NEWS

Little Blue Pills: Viagra Use And Gay Men

Photo Credit: Shutterstock
By Walter Armstrong

Hard-ons come and hard-ons go but a man's fear of losing his erection at crunch time never wavers. That fact, along with allied fantasies of power, control, and possessing a dick to die for, explains the phenomenal success of Viagra and other erectile-dysfunction (ED) drugs. Originally approved to treat impotence, the little blue diamond-shaped tablets have become, in less than a decade, a multibillion-dollar performance-enhancing product, a cultural icon and household name, and one of the most popular, controversial—and its critics say, most destructive—drugs in the gay community.

This is quite a feat for a pharmaceutically crude compound. Viagra cures no devastating disease, boasts no breakthrough science. It neither brightens your mood nor sharpens your thinking nor strengthens your memory. It doesn't stimulate the neurochemistry of your brain like crystal meth, Ecstasy, and other primo party drugs, and won't make you dance till dawn, fuck for days, become one with the universe or see God. Contrary to common belief, it won't even make you horny.

All Viagra does is increase the flow of blood into your penis for a few hours, ensuring an erection. But that barely begins to describe the appeal of the effect. "On Viagra my dick feels literally as hard as a rock," said Justin M. (not his real name). "It has a whole different quality to it from my natural erection.
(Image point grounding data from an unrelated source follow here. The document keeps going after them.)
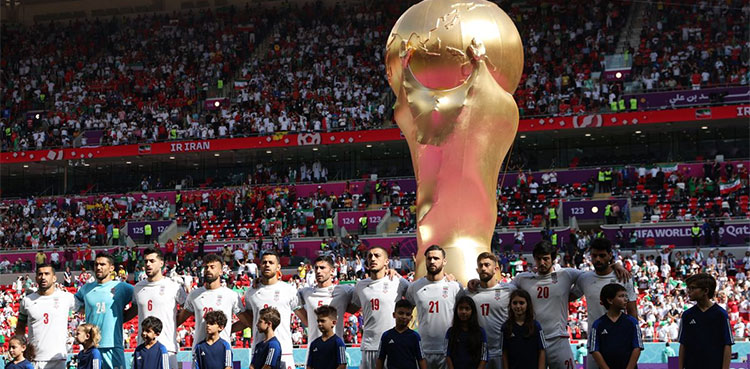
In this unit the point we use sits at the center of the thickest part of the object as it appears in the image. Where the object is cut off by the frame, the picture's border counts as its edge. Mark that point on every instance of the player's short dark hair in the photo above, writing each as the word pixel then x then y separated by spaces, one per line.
pixel 107 256
pixel 544 248
pixel 609 292
pixel 271 253
pixel 703 281
pixel 45 265
pixel 154 250
pixel 154 324
pixel 434 248
pixel 327 311
pixel 387 254
pixel 212 258
pixel 487 255
pixel 601 244
pixel 403 303
pixel 324 258
pixel 270 315
pixel 216 317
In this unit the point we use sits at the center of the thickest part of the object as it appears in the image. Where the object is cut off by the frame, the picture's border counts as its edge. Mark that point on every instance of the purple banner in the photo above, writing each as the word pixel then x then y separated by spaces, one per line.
pixel 673 99
pixel 350 219
pixel 680 234
pixel 589 209
pixel 135 229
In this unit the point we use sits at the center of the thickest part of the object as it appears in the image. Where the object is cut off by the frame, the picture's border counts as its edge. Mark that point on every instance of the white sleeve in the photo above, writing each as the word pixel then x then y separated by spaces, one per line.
pixel 181 295
pixel 403 287
pixel 630 289
pixel 189 303
pixel 355 298
pixel 294 301
pixel 237 303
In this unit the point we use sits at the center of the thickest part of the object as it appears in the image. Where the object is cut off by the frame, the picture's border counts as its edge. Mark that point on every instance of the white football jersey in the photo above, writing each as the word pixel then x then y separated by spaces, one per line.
pixel 492 309
pixel 201 300
pixel 378 300
pixel 311 298
pixel 549 294
pixel 434 302
pixel 284 298
pixel 159 299
pixel 590 284
pixel 47 319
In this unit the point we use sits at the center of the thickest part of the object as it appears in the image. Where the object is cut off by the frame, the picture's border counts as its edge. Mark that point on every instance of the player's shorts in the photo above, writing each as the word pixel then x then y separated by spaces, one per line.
pixel 369 359
pixel 435 361
pixel 287 361
pixel 112 357
pixel 51 364
pixel 559 354
pixel 495 362
pixel 172 359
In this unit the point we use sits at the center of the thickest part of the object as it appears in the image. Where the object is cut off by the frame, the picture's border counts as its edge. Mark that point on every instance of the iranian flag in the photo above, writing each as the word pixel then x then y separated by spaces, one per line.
pixel 729 187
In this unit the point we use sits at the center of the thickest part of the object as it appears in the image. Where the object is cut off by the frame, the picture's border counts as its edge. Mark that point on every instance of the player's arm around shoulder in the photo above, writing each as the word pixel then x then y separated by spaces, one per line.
pixel 274 354
pixel 227 355
pixel 341 351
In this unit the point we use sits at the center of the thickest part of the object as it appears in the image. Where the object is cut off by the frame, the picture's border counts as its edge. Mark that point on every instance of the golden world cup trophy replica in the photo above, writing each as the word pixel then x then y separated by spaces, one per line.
pixel 453 66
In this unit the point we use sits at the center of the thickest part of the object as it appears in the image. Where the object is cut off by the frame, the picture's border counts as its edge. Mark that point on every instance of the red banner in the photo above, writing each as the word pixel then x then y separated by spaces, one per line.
pixel 392 134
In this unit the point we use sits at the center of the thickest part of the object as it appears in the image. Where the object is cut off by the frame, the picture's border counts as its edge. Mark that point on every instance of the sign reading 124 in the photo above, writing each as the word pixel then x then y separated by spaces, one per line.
pixel 577 211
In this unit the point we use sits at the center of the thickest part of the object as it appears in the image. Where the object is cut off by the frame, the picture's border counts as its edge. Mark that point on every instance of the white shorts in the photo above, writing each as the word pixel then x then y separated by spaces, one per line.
pixel 287 361
pixel 52 364
pixel 172 359
pixel 435 360
pixel 559 354
pixel 369 359
pixel 591 362
pixel 495 362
It's like a baseball bat—like something separate from the rest of my body."

Confessions of an Addict
Justin M. is a 35-year-old gay men who lives in New York, is educated, successful, and articulate, and describes himself as "addicted to" or "dependent on" the little blue pill. He first tried it in 2000. "I had a gay doctor who prescribed it liberally," he said. "I don't remember making up any excuse about condoms and having trouble staying hard or anything. I just told him I wanted to try it because I was curious."
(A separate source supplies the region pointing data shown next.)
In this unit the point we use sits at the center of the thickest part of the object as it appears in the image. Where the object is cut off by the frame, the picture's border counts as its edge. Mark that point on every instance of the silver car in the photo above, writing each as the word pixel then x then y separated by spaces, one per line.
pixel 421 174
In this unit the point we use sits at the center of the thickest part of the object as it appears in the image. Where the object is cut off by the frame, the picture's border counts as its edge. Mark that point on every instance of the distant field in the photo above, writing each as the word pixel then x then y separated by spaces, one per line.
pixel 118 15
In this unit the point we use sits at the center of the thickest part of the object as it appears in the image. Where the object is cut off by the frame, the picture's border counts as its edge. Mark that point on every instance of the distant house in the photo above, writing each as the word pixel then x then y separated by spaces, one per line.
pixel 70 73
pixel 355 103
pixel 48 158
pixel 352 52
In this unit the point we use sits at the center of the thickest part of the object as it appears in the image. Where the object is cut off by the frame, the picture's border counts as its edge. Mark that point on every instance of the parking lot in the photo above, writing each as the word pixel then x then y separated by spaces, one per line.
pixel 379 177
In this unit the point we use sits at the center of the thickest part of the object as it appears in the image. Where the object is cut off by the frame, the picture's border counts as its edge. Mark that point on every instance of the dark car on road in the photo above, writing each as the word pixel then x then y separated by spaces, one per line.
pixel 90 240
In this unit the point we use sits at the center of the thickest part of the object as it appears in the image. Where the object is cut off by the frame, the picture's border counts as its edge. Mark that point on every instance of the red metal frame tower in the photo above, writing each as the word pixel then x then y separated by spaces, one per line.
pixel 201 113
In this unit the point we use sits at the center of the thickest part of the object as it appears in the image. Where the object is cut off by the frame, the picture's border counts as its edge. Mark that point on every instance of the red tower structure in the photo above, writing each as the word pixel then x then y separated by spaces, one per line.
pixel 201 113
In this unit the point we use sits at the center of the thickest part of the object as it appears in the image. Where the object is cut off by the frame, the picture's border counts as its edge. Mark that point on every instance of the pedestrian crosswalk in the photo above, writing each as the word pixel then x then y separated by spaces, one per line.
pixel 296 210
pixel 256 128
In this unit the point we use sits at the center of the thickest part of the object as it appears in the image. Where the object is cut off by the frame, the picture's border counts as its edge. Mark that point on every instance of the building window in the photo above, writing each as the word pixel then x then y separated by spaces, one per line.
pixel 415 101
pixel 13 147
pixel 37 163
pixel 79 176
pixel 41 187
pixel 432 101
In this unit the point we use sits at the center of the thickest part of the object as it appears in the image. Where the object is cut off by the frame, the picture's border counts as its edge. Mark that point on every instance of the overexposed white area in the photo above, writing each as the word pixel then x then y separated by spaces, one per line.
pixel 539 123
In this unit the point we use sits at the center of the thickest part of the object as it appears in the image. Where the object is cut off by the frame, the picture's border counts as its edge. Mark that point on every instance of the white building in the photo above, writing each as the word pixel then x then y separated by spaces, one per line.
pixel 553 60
In fact it was less curiosity than a rational consumer choice. Justin M. had a special set of needs that he believed Viagra could meet: "I was having sex outside my relationship"—he and his longtime boyfriend had hit a dry spell—"and it was the kind of thing where I'd meet someone online, I only had an hour or so, I might be feeling nervous or ambivalent, and I wanted to make the most of it." Although he never has trouble maintaining an erection, the boost from Viagra upped Justin M.'s confidence.